Judge Brendan Shannon of the U.S. Bankruptcy Court in Wilmington, Del., said on Thursday he would approve the sale of substantially all of Francesca’s assets to an affiliate of investment firm TerraMar Capital LLC and appraisal and liquidation firm Tiger Capital Group LLC, one of Francesca’s lenders.
“This is a frankly very, very welcome result,” Judge Shannon said during a hearing Thursday held by video. “This is an extraordinarily challenging environment and to come up with competing, going concern sales and the opportunity for a robust auction, that would not have been anyone’s likely prediction at the outset of this process.”
Los Angeles-based TerraMar, which served as the lead bidder along with Tiger, agreed to a purchase price of $18 million in cash, subject to certain adjustments, plus a promissory note for $1.25 million and the assumption of about $7.74 million in liabilities.
The deal, which could close by next week, will preserve the business as a going concern with at least 275 Francesca’s boutiques. As of Tuesday, Francesca’s operated 551 locations, mostly in malls across the U.S. About 140 stores were shut before Francesca’s filed for chapter 11 bankruptcy in December.
As part of the asset purchase agreement, Tiger and liquidation firm SB360 Capital Partners LLC will hold the store-closing sales at locations that are rejected.
The venture between TerraMar and Tiger was declared the winner of an auction that began on Friday and continued until Sunday, with five rounds of competitive bidding. After that, Francesca’s requested that qualified bidders submit their final offers by Monday, court papers showed.
In selecting the successful bid, the Houston-based company evaluated a number of factors, including the purchase price, the assets purchased and liabilities assumed, whether the bid included sufficient cash to pay administrative bills and a commitment to keep as many stores open as possible and save the most jobs.

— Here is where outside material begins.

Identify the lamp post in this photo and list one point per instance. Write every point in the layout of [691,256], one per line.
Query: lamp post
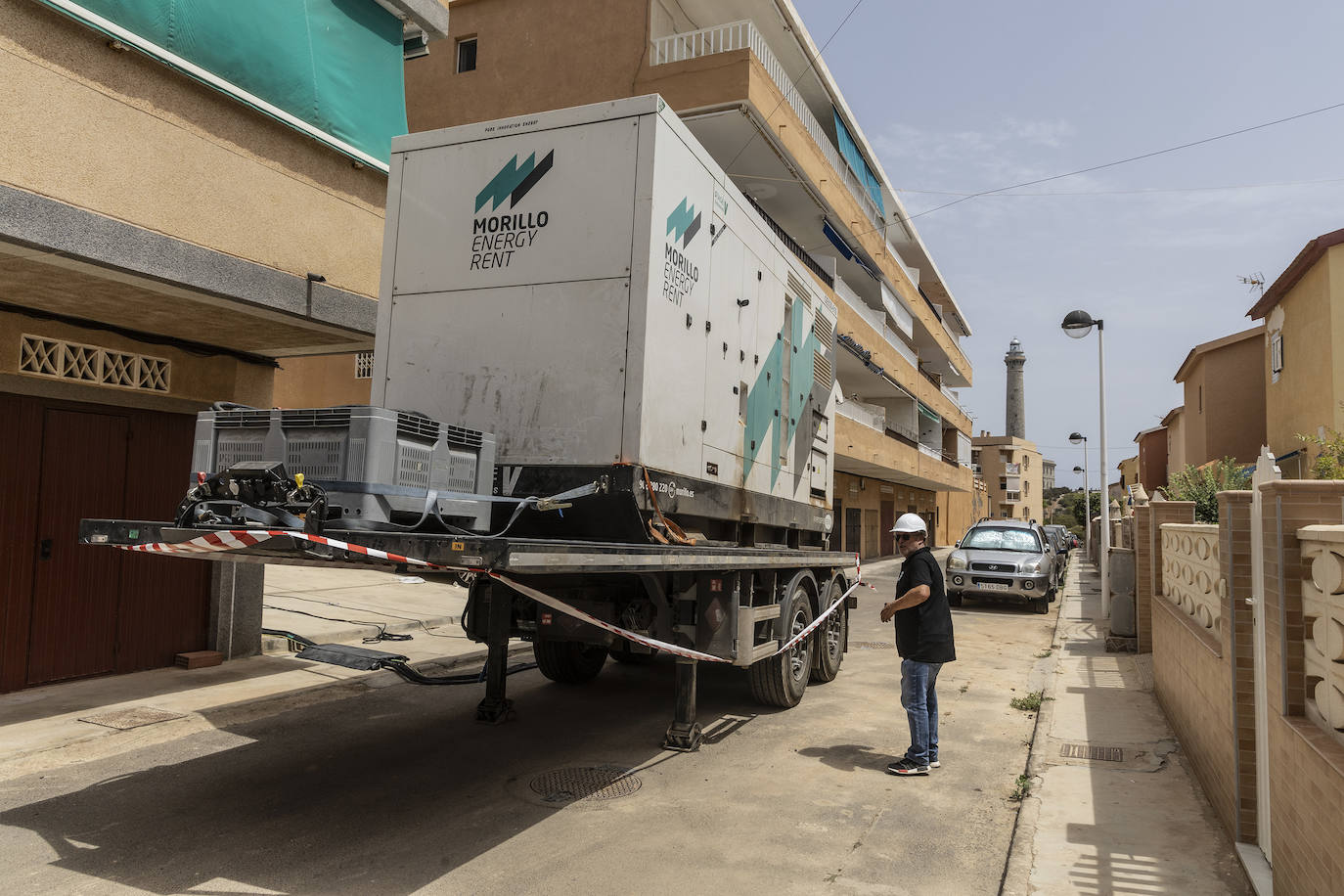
[1077,326]
[1078,438]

“It was a lengthy process as each bid required extensive analysis … based on a variety of factors, not just price,” Maria DiConza, a lawyer representing Francesca’s, said during the hearing. “And some of those factors were not readily susceptible to putting on a spreadsheet.”
The soon-to-be owners of Francesca’s said they would continue operating the retailer’s corporate offices, as well as employing its management team and nearly all employees. At the start of December, the boutique chain, which sells apparel, jewelry, accessories and gifts, had about 4,540 workers, including 223 corporate employees.
“This process evolved from a potential liquidation to a going concern transaction that provides for a minimum 275-store commitment, the preservation of thousands of jobs and vendor relationships, and the possibility for a meaningful return to unsecured creditors,” Sarah Carnes, representing the official committee of creditors. “That result really speaks for itself.”